Come regolare la temperatura correttamente: perché i generatori IR da 220V sono importanti
Nel mondo della cottura industriale, anche un solo grado di differenza è molto significativo. È la differenza tra una crosta perfetta e dorata e qualcosa che invece non sembra all’altezza delle aspettative.
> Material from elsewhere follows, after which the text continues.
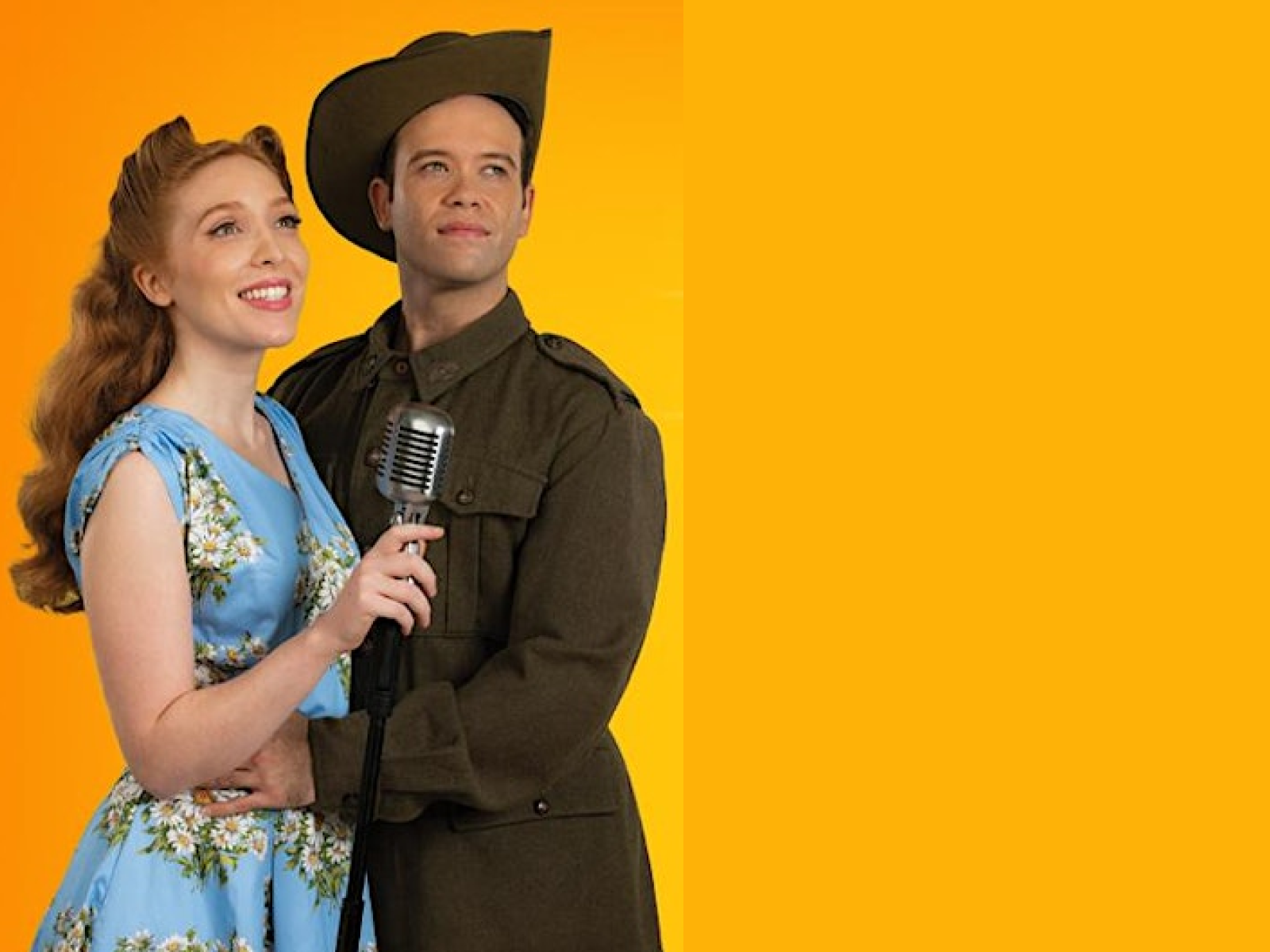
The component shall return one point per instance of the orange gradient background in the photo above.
(603, 264)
Questa piccola variazione influisce sulla reazione di Maillard, il che significa che cambia la texture dell’impasto e i suoi colori.
Per evitare questo problema, utilizziamo generatori IR da 220V. Si tratta di dispositivi particolari, che emettono energia radiante mirata, in modo da agire insieme all’aria calda presente nell’forno a convezione.
Perché 220V?
Abbiamo scelto questa tensione perché rappresenta il valore ottimale: garantisce la densità di potenza necessaria senza trasformare il pannello elettrico della cucina commerciale in una “zona disastrosa”.
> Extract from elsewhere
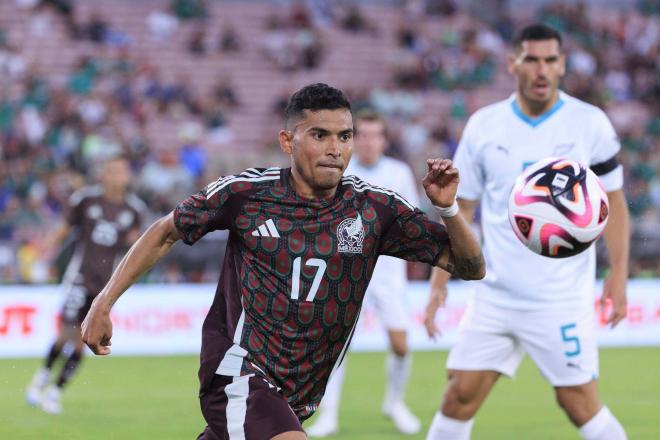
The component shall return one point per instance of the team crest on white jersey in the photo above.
(350, 234)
Il funzionamento è davvero interessante: la lampada converte l’elettricità in radiazioni a onde corte o medie. A differenza dell’aria calda, che si diffonde lentamente, queste radiazioni penetrano rapidamente nella superficie dell’impasto. Insieme a un controllore PID, si ottiene così un sistema in grado di reagire quasi istantaneamente. È possibile aumentare la temperatura in pochi secondi, senza dover aspettare che l’forno “si scaldi”.
Il segreto del quarzo
I tubi utilizzati per questi generatori sono realizzati in quarzo ad alta purezza. Perché? Perché il riscaldamento e il raffreddamento rapido possono causare danni al vetro; il quarzo invece resiste a tali condizioni. All’interno del tubo, il filamento è impostato su una specifica potenza, in modo che il calore raggiunga uniformemente ogni parte del banco di cottura. Teniamo il quarzo chiaro, sempre che non sia necessario utilizzare un filtro specifico: il colore chiaro permette infatti alla massima quantità di energia di raggiungere il prodotto da cuocere.
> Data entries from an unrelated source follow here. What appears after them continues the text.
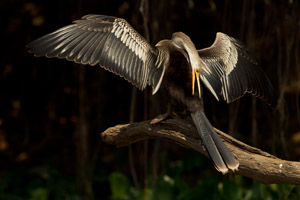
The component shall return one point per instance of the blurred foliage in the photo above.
(40, 151)
(47, 182)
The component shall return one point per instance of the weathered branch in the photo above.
(254, 163)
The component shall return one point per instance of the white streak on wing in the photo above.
(231, 60)
(208, 85)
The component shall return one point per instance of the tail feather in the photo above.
(223, 158)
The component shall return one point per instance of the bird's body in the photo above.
(173, 66)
I limiti (e come risolverli)
Il problema è che questi generatori hanno una massa termica molto scarsa, quindi reagiscono immediatamente. Questo è un vantaggio, ma richiede attenzione nei confronti dei sensori utilizzati. Se il termocoppio si trova troppo lontano dal generatore, si può verificare un surriscaldamento eccessivo: il pane potrebbe bruciare sulla superficie, mentre nel centro rimarrebbe crudo. Per evitare ciò, è necessario utilizzare un controllore in grado di raccogliere i dati rapidamente.
Un ultimo consiglio: prestate attenzione ai cavi elettrici. I tubi IR ad alta potenza richiedono una grande quantità di corrente. Assicuratevi che i cavi siano in grado di sopportare tale carico, altrimenti si potrebbero verificare cali di tensione che comprometterebbero il funzionamento del dispositivo.